How important is education? Kids find out when they lose it

For a brief time last week, 12 fifth-grade Chautauqua students were dismayed to learn they could no longer attend school, forced out for myriad reasons.

For a brief time last week, 12 fifth-grade Chautauqua students were dismayed to learn they could no longer attend school, forced out for myriad reasons.

“I got to go to school for three years but then had to leave because my family did not have enough money to pay the fees,” said one.

“The village school is too far away,” said another, “and my family cannot afford the shoes to make the long journey, so I am not able to go to school.”

“My parents can afford to send only one child, and they have chosen my brother,” said a third.

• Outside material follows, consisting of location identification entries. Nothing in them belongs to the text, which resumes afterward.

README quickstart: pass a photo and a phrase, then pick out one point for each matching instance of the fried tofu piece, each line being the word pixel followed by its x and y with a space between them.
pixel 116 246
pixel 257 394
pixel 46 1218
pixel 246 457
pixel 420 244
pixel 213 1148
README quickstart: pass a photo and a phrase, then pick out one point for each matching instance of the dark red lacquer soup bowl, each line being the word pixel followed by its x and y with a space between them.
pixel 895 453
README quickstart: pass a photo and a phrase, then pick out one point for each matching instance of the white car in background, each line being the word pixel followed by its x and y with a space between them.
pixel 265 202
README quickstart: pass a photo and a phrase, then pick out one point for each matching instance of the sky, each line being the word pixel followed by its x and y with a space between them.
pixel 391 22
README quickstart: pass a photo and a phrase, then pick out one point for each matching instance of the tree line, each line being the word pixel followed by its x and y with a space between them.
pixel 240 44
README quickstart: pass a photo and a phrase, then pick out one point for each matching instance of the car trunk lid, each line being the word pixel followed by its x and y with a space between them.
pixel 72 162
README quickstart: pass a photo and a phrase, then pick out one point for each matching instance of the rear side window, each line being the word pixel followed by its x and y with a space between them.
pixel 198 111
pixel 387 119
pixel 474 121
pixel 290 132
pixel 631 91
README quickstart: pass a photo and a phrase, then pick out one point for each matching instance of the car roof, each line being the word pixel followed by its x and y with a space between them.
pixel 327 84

The students were taking part in the annual Global Action Week sponsored by the Global Campaign for Education and RESULTS, an advocacy organization that promotes solutions to poverty in the United States and worldwide.

The international effort highlighted a sobering statistic: Some 70 million children in developing nations are not in school. In Doug Swan’s class on Tuesday, 26 Chautaqua students learned why.

Twelve students — representing the proportion of elementary-aged children in Africa for whom the schoolhouse doors are closed — suddenly found out they could no longer read or write. Using scripts provided to them, the stood before their classmates and described the overwhelming obstacles that make school out of reach for them.

They told about parents who had died, leaving behind younger siblings in need of care; about schools 10 miles away and no school buses to provide transportation; about the daunting feat of paying for school fees that can equal a month’s income.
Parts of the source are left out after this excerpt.